Le destin comparé à un fleuve (comparaison)
“ Je compare la fortune à l’un de ces fleuves dévastateurs qui, quand ils se mettent en colère, inondent les plaines, détruisent les arbres et les édifices, enlèvent la terre d’un endroit et la poussent vers un autre. ”
Machiavel appelle “ fortune ” le hasard par lequel les choses se produisent. Ce hasard est qualifié de destin par ceux qui considèrent que toute chose a lieu pour une raison. Machiavel compare donc le hasard à un fleuve destructeur en colère, insinuant que celui-ci blesse nécessairement l’individu. Considérer que le Hasard peut se mettre en colère semble antinomique avec la perception du Hasard (ou du Destin) comme désignant le cours neutre et inaliénable de la vie. Il est donc plus plausible que Machiavel désigne par cette " colère ” l’interprétation que l’individu fait de ce qui lui arrive et qui n’est pas de son propre fait.
L’État comme un arbre (métaphore)
Dans une autre référence à la nature, Machiavel assimile les États à des arbres :
“ En outre, les Etats qui croissent tout à coup, comme toutes les autres choses de la nature qui naissent et poussent rapidement, ne peuvent avoir des racines et des ramifications telles que le premier orage ne les détruise ; à moins que de tels hommes, comme on l'a dit, qui sont devenus si soudainement des princes, n'aient assez de valeur pour que, ce que la fortune leur a mis entre les mains, ils sachent aussitôt se préparer à le conserver, et que, ces fondements que les autres ont édifiés avant de devenir princes, ils les édifient ensuite. ”
Cette métaphore présente les capacités de transformation de l’État d’un point de vue particulier : l’État se transforme sans changer de nature ; ses éléments constitutifs sont les mêmes, mais ses qualités et ses capacités évoluent. Sa croissance – comme celle de l’arbre, mais ici au sens de son expansion territoriale et de son administration – doit être maîtrisée sous peine de conduire à sa destruction. L’État doit donc être prudemment administré pour conserver une existence pérenne.
La cité comme un corps soumis aux humeurs (métaphore)
Machiavel fait usage d’autres comparaisons ou métaphores qui se rapportent à la nature. Parlant de la cité, il déclare :
“ Car en chaque cité l'on trouve ces deux humeurs différentes ; cela naît de ce que le peuple désire n'être ni commandé ni opprimé par les grands, et que les grands désirent commander et opprimer le peuple. De ces deux appétits différents naît dans les cités un de ces trois effets : monarchie, liberté ou licence. ”
L’auteur compare ici la cité, forme de micro-État à l’époque de Machiavel, à un corps humain ayant des humeurs. La cité devient ainsi un organisme vivant, qui d’une part est mortel, et d’autre part peut être en bonne ou en mauvaise santé. Le terme " d’humeur ” au Moyen-Âge et à la Renaissance désigne certains éléments du corps – le sang, la bile, le phlegme et la bile noire – mais aussi un état affectif et émotionnel particulier. En prêtant des humeurs à la cité, l’auteur insiste sur sa fragilité et sur la nécessité de prendre en charge ses maux – de la soigner, comme on le ferait pour un corps humain – pour éviter sa ruine.

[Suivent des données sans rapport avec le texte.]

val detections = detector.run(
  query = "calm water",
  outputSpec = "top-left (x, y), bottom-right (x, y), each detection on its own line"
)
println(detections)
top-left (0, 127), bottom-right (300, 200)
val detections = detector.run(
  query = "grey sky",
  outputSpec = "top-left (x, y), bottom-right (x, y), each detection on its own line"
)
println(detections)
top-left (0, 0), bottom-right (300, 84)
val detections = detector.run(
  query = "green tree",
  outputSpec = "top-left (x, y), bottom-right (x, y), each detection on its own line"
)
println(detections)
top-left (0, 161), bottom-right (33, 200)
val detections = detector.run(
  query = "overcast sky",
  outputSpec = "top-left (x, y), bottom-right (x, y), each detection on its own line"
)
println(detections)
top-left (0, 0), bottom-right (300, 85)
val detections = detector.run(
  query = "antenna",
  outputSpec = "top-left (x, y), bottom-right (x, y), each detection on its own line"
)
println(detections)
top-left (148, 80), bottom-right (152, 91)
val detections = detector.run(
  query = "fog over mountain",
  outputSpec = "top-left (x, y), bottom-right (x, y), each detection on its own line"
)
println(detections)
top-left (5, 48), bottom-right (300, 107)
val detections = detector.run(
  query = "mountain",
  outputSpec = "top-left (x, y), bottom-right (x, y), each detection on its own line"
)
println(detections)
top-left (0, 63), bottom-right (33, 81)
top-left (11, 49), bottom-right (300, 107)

L’humain et la bête (métaphore)
À plusieurs reprises, Machiavel suggère qu’un souverain, en tant que dirigeant, doit " user de la bête ”.
Par cette métaphore, il implique que l’administration d’un État requiert des qualités humaines mais aussi des traits de caractère usuellement associés à certains animaux, qu’il cite par la suite. Le souverain doit ainsi se comporter parfois comme un lion – animal emblématique de la force – et parfois comme un renard – c’est-à-dire faire preuve d’une grande ruse. Par la ruse, Machiavel désigne la nécessité, pour le souverain, de ne pas respecter ses promesses tout en gardant une apparence de fidélité et de loyauté.
Le hasard personnifié en une femme violentée (métaphore)
Dans Le Prince, Machiavel personnifie la fortune – le hasard, le destin – en une femme, affirmant que “ la fortune est femme ” et “ qu’il est nécessaire de la battre si on veut la dominer. ”
Machiavel apparaît généralement comme un philosophe misogyne, qui ne s’intéresse pas aux figures féminines dans ses œuvres et qui emploie une rhétorique qui reprend les codes patriarcaux de la Renaissance, encore présents de nos jours. Toutefois, certains analystes notent que Machiavel s’écarte d’une vision biologisante de la femme – chose rare à son époque – et ne tient pas les codes considérés comme “ féminins ” et la sexualité hors du champ de la politique.